Lexicon evolution policy
Every lexicon revision in idiolect ships with an auto-derived, classified, verified, published lens. Hand-authored lenses are an escape hatch that requires governance sign-off. The same policy applies to vendored externals (Blacksky, layers-pub, ...).
The policy is the lexicon-level half of the project's stability
story; the schema-level half is the
stability and versioning note. The
policy below is enforced by scripts/lexicon-evolve.sh and the
release CI workflow.
The six stages
flowchart LR
DIFF[0. Diff] --> DERIVE[1. Auto-derivation]
DERIVE --> CLASSIFY[2. Classify]
CLASSIFY --> COERCE[3. Coercion-law check]
COERCE --> ROUNDTRIP[4. Roundtrip verify]
ROUNDTRIP --> PUBLISH[5. Publish lens]
Each stage maps onto a panproto primitive; nothing is bespoke.
Stage 0 — Diff
schema diff --src lexicons/<nsid>.<old>.json --tgt lexicons/<nsid>.<new>.json
Produces a structured change graph: vertex / edge additions,
removals, renames, kind coercions, constraint tightenings. Cached
under migrations/<nsid>/<old>-<new>/diff.json.
Stage 1 — Auto-derivation
schema lens generate <old>.json <new>.json --hints <hints>.json
Produces a protolens chain: a sequence of dependent optics, each parameterized by a precondition over schemas. The elementary constructors are listed in Lens semantics. Hints declare anchors for ambiguous renames; forward-chaining propagates declared anchors into derived ones before the CSP solver runs.
Stage 2 — Classify
schema lens inspect chain.json --protocol atproto
Each chain receives one of five optic classes. The class drives the gate:
| Class | Gate behavior |
|---|---|
| Iso | Auto-merge. No governance review. |
| Injection | Auto-merge as forward-only. |
| Projection | PR review required. Complement persistence required. |
| Affine | PR review plus a dev.idiolect.recommendation from a recognised reviewer. |
| General | Manual lens authoring. Coercion-law check, verification gate, and recommendation all required. |
The class also feeds dev.idiolect.dialect#deprecations: any
non-Iso lens revision implicitly deprecates the previous schema
and must populate deprecations with the lens at-uri as
replacement.
Stage 3 — Coercion-law check
For any CoerceType step crossing primitive kinds:
schema theory check-coercion-laws theory.ncl --json
Sample-based; exit code is non-zero on any falsifying sample. The
chain declares each CoerceType with an honest CoercionClass.

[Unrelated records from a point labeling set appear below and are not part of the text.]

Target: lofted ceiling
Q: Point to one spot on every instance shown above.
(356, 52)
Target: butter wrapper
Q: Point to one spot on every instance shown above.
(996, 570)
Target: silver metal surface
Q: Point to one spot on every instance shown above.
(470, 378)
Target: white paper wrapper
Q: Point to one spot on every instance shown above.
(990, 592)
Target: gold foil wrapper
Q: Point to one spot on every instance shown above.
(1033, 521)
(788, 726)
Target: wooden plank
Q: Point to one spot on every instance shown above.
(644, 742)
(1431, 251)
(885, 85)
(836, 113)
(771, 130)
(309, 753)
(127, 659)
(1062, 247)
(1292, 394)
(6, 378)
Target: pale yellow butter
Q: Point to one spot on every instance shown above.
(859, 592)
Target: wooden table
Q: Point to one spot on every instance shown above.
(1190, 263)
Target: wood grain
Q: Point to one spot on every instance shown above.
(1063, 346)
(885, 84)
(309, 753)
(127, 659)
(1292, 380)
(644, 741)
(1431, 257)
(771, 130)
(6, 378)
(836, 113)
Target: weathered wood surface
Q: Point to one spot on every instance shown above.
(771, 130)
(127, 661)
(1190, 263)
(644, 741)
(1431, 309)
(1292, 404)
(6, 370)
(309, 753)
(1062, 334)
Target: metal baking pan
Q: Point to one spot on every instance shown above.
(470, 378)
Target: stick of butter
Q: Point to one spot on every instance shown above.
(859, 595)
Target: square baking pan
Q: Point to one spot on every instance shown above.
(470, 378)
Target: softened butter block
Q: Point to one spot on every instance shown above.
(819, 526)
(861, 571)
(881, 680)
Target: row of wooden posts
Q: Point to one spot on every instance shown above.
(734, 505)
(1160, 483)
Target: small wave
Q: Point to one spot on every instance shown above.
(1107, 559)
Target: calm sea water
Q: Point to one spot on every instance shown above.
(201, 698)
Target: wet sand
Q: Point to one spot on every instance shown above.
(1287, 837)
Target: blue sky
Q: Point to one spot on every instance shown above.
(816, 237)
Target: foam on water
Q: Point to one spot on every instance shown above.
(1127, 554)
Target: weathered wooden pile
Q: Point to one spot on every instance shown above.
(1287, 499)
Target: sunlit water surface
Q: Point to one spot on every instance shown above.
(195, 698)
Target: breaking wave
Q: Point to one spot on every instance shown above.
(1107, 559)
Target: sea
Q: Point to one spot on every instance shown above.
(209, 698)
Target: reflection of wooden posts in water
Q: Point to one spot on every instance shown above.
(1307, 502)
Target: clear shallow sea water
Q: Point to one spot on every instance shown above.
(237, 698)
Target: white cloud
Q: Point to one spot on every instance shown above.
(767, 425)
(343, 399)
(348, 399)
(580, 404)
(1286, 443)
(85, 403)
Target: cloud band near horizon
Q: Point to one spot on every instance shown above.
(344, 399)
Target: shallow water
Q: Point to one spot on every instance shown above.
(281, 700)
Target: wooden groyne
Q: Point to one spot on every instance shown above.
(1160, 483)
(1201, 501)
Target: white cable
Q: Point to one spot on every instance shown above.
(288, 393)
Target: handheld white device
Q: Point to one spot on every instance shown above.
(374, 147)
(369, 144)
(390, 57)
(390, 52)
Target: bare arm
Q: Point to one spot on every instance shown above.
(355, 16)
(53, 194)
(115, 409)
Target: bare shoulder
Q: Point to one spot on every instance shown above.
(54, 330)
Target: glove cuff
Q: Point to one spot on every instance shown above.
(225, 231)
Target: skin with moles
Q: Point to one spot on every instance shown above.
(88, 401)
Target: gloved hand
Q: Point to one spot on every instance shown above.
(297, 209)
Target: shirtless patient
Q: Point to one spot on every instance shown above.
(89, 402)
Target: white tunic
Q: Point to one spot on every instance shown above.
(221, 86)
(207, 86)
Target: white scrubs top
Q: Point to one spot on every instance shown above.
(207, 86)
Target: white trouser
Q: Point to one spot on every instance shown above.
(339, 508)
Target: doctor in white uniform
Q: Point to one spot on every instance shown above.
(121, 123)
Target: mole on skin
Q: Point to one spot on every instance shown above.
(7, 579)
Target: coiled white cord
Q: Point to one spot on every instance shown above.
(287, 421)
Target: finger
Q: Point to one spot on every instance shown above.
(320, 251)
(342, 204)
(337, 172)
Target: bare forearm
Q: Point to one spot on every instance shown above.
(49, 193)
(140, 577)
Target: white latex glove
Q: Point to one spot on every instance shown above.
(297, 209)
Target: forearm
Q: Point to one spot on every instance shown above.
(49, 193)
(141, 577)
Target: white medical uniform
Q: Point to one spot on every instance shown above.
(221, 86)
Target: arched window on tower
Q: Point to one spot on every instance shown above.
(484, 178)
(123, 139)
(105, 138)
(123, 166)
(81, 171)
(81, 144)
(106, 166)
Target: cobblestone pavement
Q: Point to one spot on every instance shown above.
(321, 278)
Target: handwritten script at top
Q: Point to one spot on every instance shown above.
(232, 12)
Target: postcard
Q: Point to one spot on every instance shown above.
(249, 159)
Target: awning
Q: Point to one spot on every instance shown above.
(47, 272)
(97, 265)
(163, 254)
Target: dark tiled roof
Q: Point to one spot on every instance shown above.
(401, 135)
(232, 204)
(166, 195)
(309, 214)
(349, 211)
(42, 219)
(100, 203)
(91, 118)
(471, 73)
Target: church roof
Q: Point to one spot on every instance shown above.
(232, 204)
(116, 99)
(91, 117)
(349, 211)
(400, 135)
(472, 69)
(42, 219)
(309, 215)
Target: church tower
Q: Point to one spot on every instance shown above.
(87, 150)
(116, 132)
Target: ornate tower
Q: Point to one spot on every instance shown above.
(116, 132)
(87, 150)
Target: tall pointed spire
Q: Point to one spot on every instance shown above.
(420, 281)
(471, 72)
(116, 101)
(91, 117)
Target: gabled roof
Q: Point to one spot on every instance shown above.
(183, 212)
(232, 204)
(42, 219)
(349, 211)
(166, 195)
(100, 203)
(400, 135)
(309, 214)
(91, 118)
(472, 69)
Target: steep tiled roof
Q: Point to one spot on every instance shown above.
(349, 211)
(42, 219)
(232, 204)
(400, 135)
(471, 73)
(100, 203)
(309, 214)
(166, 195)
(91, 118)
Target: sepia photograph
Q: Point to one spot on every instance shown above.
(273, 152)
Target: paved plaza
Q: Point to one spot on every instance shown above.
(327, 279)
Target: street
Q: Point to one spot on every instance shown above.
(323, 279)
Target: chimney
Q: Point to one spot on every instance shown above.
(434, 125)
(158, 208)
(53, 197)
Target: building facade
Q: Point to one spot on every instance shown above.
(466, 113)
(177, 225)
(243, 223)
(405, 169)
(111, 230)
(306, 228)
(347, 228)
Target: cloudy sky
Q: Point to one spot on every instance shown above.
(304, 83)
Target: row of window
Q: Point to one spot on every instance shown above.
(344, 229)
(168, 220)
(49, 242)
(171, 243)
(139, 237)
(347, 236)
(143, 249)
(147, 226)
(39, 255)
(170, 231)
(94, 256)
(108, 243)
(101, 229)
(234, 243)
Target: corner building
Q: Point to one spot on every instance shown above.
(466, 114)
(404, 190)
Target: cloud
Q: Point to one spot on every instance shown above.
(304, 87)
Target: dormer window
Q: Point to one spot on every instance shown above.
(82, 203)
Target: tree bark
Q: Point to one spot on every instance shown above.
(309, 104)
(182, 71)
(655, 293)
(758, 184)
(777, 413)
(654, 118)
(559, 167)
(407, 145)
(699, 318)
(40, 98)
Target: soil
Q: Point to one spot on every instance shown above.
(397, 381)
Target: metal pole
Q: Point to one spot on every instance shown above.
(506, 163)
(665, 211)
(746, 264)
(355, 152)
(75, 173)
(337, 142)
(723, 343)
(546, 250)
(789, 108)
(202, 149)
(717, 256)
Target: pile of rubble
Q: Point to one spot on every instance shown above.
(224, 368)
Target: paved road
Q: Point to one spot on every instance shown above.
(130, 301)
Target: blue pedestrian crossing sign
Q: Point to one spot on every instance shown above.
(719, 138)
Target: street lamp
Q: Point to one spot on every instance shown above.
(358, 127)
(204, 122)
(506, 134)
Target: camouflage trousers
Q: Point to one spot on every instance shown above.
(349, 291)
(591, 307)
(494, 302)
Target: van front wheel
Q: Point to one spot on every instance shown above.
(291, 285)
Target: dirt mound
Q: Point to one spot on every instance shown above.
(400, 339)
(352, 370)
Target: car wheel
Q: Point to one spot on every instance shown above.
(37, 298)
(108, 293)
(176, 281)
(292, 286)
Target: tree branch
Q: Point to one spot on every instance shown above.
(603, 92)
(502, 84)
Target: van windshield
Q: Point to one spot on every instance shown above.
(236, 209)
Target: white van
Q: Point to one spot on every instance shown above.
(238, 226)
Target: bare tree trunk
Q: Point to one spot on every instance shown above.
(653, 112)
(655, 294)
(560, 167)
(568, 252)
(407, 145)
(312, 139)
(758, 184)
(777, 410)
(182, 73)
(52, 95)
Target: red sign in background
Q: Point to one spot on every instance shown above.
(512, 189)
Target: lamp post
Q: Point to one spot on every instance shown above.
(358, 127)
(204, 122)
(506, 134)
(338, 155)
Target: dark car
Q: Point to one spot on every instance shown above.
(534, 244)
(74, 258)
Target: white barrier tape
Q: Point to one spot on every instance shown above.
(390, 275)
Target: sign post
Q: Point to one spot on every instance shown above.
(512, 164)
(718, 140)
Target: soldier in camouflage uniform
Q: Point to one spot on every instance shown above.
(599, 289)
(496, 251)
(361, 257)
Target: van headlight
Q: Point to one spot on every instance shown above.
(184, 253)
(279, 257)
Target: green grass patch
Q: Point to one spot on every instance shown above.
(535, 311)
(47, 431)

Dishonest declarations corrupt the asymmetric-lens put law
silently; this gate catches them.
Stage 4 — Roundtrip verification
schema lens verify <corpus>/ --protocol atproto --schema <new>.json --chain chain.json
Checks GetPut and PutGet over the corpus. The corpus is the live indexer's catalog snapshot at the time of revision: actual records published across the network for that NSID. CI fails on any record that violates either law. Verification is grounded in real data, not synthetic test cases.
Stage 5 — Publish
schema lens inspect chain.json --json | idiolect-cli publish-lens \
--collection dev.panproto.schema.lens
The verified chain serializes to Nickel via panproto-lens-dsl
and ships as a dev.panproto.schema.lens record from idiolect's
DID. The lens at-uri is added to:
- The new lexicon revision's
dev.idiolect.dialect#preferredLenses. - The previous lexicon's
deprecationsblock asreplacement.
Codegen re-runs on revision bump; downstream consumers pulling the dialect record see the lens automatically.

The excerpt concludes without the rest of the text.